The Seidel morphism of cartesian products

TL;DR

This paper investigates how the Seidel morphism behaves under Cartesian products of monotone symplectic manifolds, revealing a relationship that enables understanding the fundamental groups of Hamiltonian diffeomorphism groups of product manifolds.

Contribution

It establishes a natural relation between the Seidel morphisms of product manifolds and their factors, extending previous results and providing new insights into the topology of Hamiltonian diffeomorphism groups.

Findings

Seidel morphism of product relates to factors' Seidel morphisms

Homotopy classes with non-trivial Seidel image induce injections between fundamental groups

Extends and generalizes previous results by Pedroza

Abstract

We prove that the Seidel morphism of $(M \times M', \omega \oplus \omega')$ is naturally related to the Seidel morphisms of $(M,\omega)$ and $(M',\omega')$, when these manifolds are monotone.

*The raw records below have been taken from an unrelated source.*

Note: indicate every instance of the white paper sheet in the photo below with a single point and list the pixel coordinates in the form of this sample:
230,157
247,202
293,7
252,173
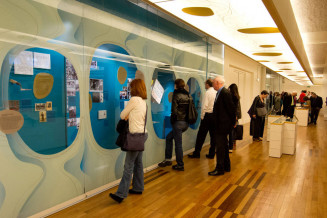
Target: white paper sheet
24,63
42,60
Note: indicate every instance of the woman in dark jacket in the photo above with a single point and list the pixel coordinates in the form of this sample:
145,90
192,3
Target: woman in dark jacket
257,122
236,100
179,121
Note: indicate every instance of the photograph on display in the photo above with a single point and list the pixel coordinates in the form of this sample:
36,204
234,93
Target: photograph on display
70,71
123,95
77,122
40,106
43,116
157,91
14,105
49,106
23,63
97,97
71,93
94,65
72,112
42,60
129,80
71,122
71,85
96,85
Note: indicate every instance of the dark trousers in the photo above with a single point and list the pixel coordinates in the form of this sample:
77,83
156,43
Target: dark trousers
231,140
178,128
206,126
258,126
222,153
314,114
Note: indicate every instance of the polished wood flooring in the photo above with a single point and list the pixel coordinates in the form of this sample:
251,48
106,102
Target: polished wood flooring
257,186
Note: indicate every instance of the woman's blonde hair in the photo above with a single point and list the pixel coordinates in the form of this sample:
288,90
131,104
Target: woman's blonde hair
138,88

We deduce that any homotopy class of loops of Hamiltonian diffeomorphisms of one component, with non-trivial image via Seidel's morphism, leads to an injection of the fundamental group of the group of Hamiltonian diffeomorphisms of the other component into the fundamental group of the group of Hamiltonian diffeomorphisms of the product. This result was inspired by and extends results obtained by Pedroza [P08].